Some people have shared email addresses.
Another characteristic of low skills/low confidence users is that they may live in households where lack of money or lack of confidence means that they only have a single computer, and lack the skills to set up email accounts for each member of the household. The people in the household share an email account, and manage their email correspondence as a joint activity.

A signing process that requires a unique email address for each user excludes the second and subsequent user in these circumstances.

Label the buttons with what they do
You’ve placed the two options (“sign up” / “sign in”) as two buttons close together in most of the suggested layouts. We’ve seen this work well as users see the two options and consider them as a pair.

We’ve also seen low skills/low confidence users get stuck as they don’t understand the term ‘sign in’. In one test, users correctly chose the other button (which had a site-specific name) solely because they didn’t understand ‘sign in’ so opted for the other button as the least-worst available choice. When a user has low confidence to start with, any ‘least worst’ choice like this that further undermines confidence is a definite risk for breaking off.

So: having a pair of buttons to consider together: excellent. But careful choice of the text on the buttons is essential - and of course, testing that choice with your specific users.

Frequency of use of a term is not the same as it being understood in context
I agree with your analysis that ‘sign in’ is used more frequently than ‘log in’.

Any high skills/high confidence user is very likely to know ‘sign in’, ‘log in’ and ‘login’ and what their effects are. If that’s your audience, it won’t matter much which you use.

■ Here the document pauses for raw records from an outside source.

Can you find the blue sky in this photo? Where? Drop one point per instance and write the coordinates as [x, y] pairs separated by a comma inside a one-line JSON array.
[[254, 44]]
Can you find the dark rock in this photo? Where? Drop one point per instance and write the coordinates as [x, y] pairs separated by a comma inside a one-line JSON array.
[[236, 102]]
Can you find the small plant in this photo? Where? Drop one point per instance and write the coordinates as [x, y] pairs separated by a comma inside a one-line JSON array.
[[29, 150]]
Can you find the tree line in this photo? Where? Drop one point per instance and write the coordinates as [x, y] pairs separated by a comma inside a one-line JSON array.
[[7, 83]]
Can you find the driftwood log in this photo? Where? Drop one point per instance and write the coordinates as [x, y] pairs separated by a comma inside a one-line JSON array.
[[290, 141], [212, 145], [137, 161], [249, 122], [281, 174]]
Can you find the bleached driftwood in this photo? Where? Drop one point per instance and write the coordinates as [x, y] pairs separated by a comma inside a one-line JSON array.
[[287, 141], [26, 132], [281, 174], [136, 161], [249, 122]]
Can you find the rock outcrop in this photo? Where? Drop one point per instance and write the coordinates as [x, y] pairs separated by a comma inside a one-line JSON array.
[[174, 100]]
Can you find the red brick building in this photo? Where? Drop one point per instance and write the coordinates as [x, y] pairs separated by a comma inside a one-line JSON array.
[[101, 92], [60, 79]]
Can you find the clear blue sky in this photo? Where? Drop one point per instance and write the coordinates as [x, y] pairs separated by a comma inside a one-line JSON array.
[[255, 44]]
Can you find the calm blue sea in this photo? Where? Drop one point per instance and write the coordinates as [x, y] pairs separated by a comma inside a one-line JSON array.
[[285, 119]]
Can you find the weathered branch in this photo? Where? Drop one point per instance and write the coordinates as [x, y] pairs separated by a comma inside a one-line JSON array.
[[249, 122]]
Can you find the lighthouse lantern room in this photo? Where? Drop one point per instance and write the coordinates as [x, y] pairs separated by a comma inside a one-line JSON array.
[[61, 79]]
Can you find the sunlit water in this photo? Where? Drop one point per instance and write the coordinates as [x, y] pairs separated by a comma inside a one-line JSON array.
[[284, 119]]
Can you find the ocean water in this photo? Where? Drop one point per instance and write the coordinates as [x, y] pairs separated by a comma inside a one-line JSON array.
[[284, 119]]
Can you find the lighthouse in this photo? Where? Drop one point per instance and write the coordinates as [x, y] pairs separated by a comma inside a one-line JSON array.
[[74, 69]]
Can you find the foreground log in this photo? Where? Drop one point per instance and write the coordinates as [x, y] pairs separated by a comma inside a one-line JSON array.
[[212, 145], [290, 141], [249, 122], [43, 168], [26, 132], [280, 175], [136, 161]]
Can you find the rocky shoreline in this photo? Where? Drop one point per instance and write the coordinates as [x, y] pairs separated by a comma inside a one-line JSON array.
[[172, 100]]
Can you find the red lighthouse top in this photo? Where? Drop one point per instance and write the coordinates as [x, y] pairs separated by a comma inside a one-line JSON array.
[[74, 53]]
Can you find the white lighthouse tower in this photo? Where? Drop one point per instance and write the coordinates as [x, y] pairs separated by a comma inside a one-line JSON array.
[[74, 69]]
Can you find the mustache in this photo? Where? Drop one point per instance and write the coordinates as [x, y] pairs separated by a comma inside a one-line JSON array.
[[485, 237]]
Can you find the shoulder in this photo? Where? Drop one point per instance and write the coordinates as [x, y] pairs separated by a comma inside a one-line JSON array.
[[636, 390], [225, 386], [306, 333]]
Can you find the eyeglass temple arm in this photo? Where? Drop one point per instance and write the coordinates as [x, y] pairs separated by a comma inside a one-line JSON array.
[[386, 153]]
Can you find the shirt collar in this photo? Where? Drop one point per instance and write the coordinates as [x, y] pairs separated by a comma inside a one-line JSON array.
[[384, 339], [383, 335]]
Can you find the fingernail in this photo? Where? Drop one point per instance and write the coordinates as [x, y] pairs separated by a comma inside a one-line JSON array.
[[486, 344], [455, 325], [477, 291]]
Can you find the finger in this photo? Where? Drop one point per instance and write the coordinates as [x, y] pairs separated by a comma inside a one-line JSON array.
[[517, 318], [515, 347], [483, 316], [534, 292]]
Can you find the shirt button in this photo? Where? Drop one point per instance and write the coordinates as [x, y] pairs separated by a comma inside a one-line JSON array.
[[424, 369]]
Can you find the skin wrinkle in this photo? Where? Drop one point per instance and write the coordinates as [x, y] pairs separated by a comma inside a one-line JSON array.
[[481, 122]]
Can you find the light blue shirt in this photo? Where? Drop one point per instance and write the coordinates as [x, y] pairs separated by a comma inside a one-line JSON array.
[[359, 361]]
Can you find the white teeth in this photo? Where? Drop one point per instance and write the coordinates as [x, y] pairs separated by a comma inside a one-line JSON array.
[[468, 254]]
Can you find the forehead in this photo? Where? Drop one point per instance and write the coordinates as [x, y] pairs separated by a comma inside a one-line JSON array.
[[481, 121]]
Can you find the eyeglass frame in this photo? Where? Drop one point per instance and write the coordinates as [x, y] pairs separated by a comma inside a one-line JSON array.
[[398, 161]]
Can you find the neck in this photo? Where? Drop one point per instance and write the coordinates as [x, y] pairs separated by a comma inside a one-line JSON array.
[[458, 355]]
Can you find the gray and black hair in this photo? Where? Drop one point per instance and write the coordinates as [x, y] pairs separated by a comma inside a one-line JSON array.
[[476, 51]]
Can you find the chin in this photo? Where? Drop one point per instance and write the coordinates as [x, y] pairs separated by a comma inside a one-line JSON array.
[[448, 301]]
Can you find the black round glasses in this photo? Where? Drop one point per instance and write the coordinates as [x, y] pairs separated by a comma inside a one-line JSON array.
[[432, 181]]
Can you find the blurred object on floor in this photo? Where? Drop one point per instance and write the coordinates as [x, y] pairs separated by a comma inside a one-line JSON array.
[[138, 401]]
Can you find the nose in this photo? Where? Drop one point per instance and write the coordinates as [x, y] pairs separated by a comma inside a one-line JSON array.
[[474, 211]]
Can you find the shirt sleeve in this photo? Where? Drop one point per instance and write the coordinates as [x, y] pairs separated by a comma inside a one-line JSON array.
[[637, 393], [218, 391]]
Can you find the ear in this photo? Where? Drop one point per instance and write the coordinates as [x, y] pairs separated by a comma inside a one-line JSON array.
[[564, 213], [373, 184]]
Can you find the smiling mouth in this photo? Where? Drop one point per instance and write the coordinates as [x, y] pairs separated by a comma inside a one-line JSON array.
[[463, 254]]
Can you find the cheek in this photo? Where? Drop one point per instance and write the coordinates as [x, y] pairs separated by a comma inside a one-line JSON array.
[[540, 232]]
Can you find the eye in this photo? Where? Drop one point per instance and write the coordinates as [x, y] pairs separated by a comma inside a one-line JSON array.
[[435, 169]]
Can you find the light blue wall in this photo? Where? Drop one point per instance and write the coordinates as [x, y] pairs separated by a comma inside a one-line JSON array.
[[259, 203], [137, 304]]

But, as mentioned above, that doesn’t mean that low skills/low confidence users will understand what you mean by it when they encounter it. So whichever one you choose, you may need to explain it.

Avoid two-column layouts
I don’t think it’s yet been mentioned in the column or discussion but it’s worth repeating: don’t use two-column layouts. I suspect you didn’t bother to mention the issue because you know they’re troublesome and wouldn’t use them.

Don’t put textbox labels inside the boxes
Another point that’s worth mentioning explicitly: labels inside boxes are a disaster for low skills/low confidence users and for accessibility - and they’re not great for many other users. I suspect this one is also so obvious as an issue that you thought it wasn’t worth mentioning, but I see violations of this basic rule so often on sign-in forms that I think it needs to be stated explicitly.

Thanks again for a great article and great comments.

Caroline Jarrett


And why not have only one form with email and pass, that automatically create the user account if that doesnt exist?
I may be missing something obvious, but I couldnt find a reason against it.